DNO International ASA, the Norwegian oil and gas company, announced that it has restarted production from the West Bukha field in Block 8, offshore Sultanate of Oman, at an estimated daily rate of 10,000 barrels of oil and 25 million cubic feet of gas following a five month shutdown required to locate and repair a pipeline blockage. The fast track repair included cutting and replacing a 4.3 kilometer section of the 12-inch pipeline connecting the field to the gathering and export facilities at the nearby Bukha field.
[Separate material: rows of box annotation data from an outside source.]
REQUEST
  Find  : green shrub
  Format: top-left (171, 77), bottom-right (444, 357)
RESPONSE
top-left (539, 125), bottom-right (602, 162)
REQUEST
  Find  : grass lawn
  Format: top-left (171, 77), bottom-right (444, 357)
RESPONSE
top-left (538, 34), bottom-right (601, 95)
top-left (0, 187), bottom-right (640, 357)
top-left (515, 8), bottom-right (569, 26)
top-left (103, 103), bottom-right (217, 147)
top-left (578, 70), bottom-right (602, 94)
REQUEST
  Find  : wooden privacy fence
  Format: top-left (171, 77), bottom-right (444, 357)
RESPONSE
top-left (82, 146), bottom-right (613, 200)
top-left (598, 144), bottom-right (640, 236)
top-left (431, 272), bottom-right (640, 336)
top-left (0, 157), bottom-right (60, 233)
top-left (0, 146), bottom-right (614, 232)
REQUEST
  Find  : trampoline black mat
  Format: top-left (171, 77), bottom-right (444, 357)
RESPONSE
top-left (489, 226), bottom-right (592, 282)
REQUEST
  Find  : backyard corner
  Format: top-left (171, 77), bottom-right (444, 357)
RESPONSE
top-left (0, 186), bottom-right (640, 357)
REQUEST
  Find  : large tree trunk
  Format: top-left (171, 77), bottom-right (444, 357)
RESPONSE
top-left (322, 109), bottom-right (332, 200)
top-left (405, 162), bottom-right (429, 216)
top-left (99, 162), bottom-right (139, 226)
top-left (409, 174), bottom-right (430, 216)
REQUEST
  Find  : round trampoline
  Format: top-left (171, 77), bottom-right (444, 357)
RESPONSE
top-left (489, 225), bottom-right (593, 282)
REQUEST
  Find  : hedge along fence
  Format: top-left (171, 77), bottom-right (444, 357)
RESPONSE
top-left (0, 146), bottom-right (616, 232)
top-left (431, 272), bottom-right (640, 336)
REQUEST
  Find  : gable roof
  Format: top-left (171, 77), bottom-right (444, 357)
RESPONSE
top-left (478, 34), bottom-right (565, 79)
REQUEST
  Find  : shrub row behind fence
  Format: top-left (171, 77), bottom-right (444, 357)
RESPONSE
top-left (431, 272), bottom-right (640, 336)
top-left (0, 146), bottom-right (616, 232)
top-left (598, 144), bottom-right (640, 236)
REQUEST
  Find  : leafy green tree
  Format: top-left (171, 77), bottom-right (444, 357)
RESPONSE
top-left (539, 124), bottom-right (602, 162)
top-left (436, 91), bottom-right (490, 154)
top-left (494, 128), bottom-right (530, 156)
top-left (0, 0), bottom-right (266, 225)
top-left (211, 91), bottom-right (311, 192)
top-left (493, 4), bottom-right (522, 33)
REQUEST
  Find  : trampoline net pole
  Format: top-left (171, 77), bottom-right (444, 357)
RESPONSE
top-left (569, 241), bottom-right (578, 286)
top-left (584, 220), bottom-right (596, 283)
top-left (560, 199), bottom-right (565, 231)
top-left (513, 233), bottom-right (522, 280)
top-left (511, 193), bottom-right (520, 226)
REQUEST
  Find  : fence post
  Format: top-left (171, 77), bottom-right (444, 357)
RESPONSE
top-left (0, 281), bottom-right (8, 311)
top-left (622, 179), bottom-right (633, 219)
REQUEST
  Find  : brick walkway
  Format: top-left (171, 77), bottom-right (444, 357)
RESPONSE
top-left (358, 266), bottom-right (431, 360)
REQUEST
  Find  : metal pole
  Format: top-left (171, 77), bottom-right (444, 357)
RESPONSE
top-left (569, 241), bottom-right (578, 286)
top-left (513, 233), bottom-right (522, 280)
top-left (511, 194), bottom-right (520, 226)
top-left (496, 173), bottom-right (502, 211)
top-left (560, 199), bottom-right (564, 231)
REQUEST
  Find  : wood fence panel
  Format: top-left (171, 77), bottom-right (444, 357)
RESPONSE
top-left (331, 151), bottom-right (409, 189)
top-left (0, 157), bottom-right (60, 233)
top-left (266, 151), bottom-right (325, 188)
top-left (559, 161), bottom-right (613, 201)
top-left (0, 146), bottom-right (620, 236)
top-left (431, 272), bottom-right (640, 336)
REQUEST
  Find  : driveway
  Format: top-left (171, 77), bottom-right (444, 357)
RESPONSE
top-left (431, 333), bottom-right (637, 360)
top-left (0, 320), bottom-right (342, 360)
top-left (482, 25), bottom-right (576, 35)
"We are pleased to have the two West Bukha wells flowing again," said Bijan Mossavar-Rahmani, DNO International's Executive Chairman. "Our daily operated production now is approaching 100,000 barrels of oil equivalent from seven fields in three countries, a record level in DNO International's 40-year history," he added.
Bukha field production, also from two wells, was not impacted by the blockage and will continue at an estimated daily rate of 400 barrels of liquids and 10 million cubic feet of gas. A third recently drilled West Bukha development well will be brought on stream this fall following completion and further testing. A fourth West Bukha development well is progressing according to plan and drilling ahead at 4,490 meters. DNO International holds a 50 percent interest in and operates Block 8 containing the West Bukha and Bukha fields and their respective platforms. Korea's LG International holds the remaining 50 percent interest in the block.
Elsewhere, DNO International has completed its obligation to the Kurdistan Regional Government under a protocol to reconcile past accounts and commence application of the fiscal terms and conditions of the existing Production Sharing Contract covering the Tawke license as from 1 June 2012. To meet this obligation, DNO International allocated its share of Tawke production to the government for local consumption during June, July and part of August.
The reconciliation calculation does not include current deliveries to the Iraqi export trunkline that commenced on 7 August and will continue until 15 September, nor volumes exported in 2009, 2011 and 2012 for which payments remain outstanding.